Maybe someone can help here. I have bitwardenRS running happily behind Traefik reverse proxy. I can successfully login via the web vault, desktop apps on Mac OSX, and browser plugins for Chrome, Firefox, and mobile apps on iOS.
Only the Safari plugin won’t play ball and spits out the following error when trying to login:
Origin file:// is not allowed by Access-Control-Allow-Origin.
Same is happening to me.
I can log in every other browser extension, desktop app and mobile app, but Safari Extension gives me the same error and I can’t see anything in the portainer logs.
I have tested it with and without these changes using the latest Bitwarden version, but i’m not having issues. I can sync without trouble. Since bitwarden_rs already returns ‘*’ as the allowed CORS instead of the specific requested file://.
Thus it could be that the reverse proxy is doing something which removes or changes these headers?
I have tested the patch also, it does also work, but i’m not seeing any difference in the plugin in Safari.
It would be nice if someone could test the Bitwarden Plugin in Safari using the Developer Console to see what happens.
For this you need to:
Enable the Show Develop menu in menu bar option under the Advanced settings of Safari.
Then open the Bitwarden Extension by clicking on the icon.
Right-click somewhere in the bitwarden pop-up and click on Inspect Element
This will open a new window where you will see the output, errors, network traffic etc… from the bitwarden extension.
Now try to login, sync etc… and see what requests are sent and received.
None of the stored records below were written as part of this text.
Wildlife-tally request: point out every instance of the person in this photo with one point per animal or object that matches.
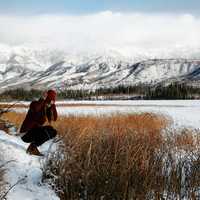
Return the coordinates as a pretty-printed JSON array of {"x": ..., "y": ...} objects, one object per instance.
[{"x": 32, "y": 127}]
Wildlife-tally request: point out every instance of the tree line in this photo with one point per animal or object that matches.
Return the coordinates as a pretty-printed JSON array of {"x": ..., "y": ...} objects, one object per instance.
[{"x": 161, "y": 91}]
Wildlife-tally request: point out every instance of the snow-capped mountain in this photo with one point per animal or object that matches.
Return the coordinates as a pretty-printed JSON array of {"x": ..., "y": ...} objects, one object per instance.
[{"x": 41, "y": 69}]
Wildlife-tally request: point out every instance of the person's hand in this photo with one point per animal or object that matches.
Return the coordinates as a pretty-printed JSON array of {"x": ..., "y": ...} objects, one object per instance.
[{"x": 52, "y": 102}]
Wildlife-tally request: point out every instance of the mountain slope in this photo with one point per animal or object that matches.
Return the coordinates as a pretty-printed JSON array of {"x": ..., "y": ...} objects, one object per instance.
[{"x": 40, "y": 69}]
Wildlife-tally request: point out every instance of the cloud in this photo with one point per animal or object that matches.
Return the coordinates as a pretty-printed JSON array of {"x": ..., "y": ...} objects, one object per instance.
[{"x": 124, "y": 32}]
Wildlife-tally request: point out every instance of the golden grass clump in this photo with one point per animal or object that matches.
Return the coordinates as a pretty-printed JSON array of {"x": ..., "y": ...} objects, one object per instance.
[{"x": 122, "y": 157}]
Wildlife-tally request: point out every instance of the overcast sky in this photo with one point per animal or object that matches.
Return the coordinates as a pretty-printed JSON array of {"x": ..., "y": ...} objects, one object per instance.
[
  {"x": 88, "y": 6},
  {"x": 123, "y": 25}
]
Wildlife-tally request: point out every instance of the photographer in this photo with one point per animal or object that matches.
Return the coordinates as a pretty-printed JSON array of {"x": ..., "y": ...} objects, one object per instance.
[{"x": 32, "y": 127}]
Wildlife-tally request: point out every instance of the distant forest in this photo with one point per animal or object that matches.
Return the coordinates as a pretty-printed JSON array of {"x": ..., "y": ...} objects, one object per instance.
[{"x": 171, "y": 91}]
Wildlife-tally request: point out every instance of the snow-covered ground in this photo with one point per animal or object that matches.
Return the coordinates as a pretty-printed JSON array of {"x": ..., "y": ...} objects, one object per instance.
[
  {"x": 23, "y": 169},
  {"x": 27, "y": 169}
]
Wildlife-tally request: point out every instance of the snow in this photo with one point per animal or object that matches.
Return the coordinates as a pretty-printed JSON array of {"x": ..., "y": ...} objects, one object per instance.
[{"x": 24, "y": 169}]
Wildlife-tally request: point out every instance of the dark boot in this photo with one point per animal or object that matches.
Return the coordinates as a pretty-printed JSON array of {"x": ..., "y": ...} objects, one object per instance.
[{"x": 33, "y": 150}]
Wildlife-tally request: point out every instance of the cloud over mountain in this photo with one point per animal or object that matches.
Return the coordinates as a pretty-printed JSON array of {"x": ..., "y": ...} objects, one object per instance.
[{"x": 127, "y": 33}]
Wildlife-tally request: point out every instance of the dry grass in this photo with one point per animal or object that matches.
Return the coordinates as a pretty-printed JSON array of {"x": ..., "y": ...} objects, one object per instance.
[{"x": 122, "y": 157}]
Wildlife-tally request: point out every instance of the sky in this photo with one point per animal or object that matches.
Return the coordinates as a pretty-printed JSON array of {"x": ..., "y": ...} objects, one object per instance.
[
  {"x": 124, "y": 26},
  {"x": 91, "y": 6}
]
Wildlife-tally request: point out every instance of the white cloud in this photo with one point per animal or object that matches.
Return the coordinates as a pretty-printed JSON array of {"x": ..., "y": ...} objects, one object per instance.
[{"x": 126, "y": 33}]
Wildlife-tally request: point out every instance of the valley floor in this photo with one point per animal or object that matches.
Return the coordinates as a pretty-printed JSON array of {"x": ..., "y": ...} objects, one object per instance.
[{"x": 23, "y": 170}]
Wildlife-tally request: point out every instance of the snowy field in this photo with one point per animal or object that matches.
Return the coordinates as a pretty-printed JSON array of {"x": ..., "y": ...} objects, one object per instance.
[
  {"x": 184, "y": 113},
  {"x": 24, "y": 170}
]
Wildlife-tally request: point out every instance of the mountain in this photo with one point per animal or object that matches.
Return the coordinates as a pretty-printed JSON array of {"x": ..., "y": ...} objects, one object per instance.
[{"x": 42, "y": 69}]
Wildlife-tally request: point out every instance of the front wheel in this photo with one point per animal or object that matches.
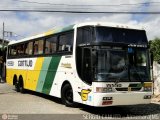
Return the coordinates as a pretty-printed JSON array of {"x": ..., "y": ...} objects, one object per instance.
[{"x": 67, "y": 96}]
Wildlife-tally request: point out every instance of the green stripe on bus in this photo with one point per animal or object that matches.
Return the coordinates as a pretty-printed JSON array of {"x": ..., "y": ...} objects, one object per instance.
[
  {"x": 51, "y": 74},
  {"x": 43, "y": 74}
]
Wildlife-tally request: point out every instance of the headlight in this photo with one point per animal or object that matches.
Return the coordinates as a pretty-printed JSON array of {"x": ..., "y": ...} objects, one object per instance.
[
  {"x": 147, "y": 88},
  {"x": 103, "y": 90}
]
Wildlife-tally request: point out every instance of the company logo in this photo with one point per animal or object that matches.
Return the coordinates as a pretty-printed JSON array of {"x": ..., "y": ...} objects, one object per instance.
[
  {"x": 10, "y": 63},
  {"x": 113, "y": 85},
  {"x": 4, "y": 117},
  {"x": 84, "y": 94}
]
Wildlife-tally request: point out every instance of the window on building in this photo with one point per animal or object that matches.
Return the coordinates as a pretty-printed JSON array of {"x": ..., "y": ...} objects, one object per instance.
[
  {"x": 50, "y": 46},
  {"x": 66, "y": 42}
]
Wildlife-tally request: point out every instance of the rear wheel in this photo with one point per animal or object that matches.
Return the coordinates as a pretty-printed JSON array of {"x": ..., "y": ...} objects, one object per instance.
[{"x": 67, "y": 96}]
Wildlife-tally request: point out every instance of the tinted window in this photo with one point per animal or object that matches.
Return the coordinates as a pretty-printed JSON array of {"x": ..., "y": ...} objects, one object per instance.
[
  {"x": 50, "y": 46},
  {"x": 66, "y": 42},
  {"x": 108, "y": 34},
  {"x": 13, "y": 50},
  {"x": 20, "y": 49},
  {"x": 38, "y": 47},
  {"x": 85, "y": 35},
  {"x": 29, "y": 48}
]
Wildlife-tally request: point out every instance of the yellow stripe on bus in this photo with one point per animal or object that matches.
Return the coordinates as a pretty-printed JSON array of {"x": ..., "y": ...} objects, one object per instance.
[
  {"x": 49, "y": 32},
  {"x": 33, "y": 75}
]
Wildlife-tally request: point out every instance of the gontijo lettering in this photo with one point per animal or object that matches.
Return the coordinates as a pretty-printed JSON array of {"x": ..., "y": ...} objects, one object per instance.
[{"x": 27, "y": 63}]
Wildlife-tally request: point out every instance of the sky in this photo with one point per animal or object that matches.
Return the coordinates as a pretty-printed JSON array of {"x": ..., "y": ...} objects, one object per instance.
[{"x": 24, "y": 24}]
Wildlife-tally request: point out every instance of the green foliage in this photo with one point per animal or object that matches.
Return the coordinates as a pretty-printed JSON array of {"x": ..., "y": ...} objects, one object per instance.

I think the CORS headers are not being returned at all currently, even though the current version of bitwarden_rs already does this.
Below you see a screenshot of how it could look like.
@ein_radler, @thewinger and @Roadrunner, could you please try to provide some more information as i requested in my previous post? I have tested this, and it seemed to work for me without any adjustments. That doesn’t say your configuration is bad, but i think we need more information before we can have a good answer.
It could be the reverse proxy in between is changing something for example.
[http.middlewares.middlewares-secure-headers]
[http.middlewares.middlewares-secure-headers.headers]
accessControlAllowMethods= ["GET", "OPTIONS", "PUT"]
accessControlMaxAge = 100
hostsProxyHeaders = ["X-Forwarded-Host"]
sslRedirect = true
stsSeconds = 63072000
stsIncludeSubdomains = true
stsPreload = true
forceSTSHeader = true
# frameDeny = true #overwritten by customFrameOptionsValue
customFrameOptionsValue = "allow-from https:example.com" #CSP takes care of this but may be needed for organizr.
contentTypeNosniff = true
browserXssFilter = true
# sslForceHost = true # add sslHost to all of the services
# sslHost = "example.com"
referrerPolicy = "same-origin"
# Setting contentSecurityPolicy is more secure but it can break things. Proper auth will reduce the risk.
# the below line also breaks some apps due to 'none' - sonarr, radarr, etc.
# contentSecurityPolicy = "frame-ancestors '*.example.com:*';object-src 'none';script-src 'none';"
featurePolicy = "camera 'none'; geolocation 'none'; microphone 'none'; payment 'none'; usb 'none';"
[http.middlewares.middlewares-secure-headers.headers.customResponseHeaders]
X-Robots-Tag = "none,noarchive,nosnippet,notranslate,noimageindex,"
server = ""
Not really familiar with Traefik, but it looks like it’s dropping the Access-Control-Allow-Origin header in the response for some reason. You could probably add it manually using
Thank you for pointing me to the answer.
I commented out the middleware I was using and added the ones from your link and now is logging in in Safari Extension.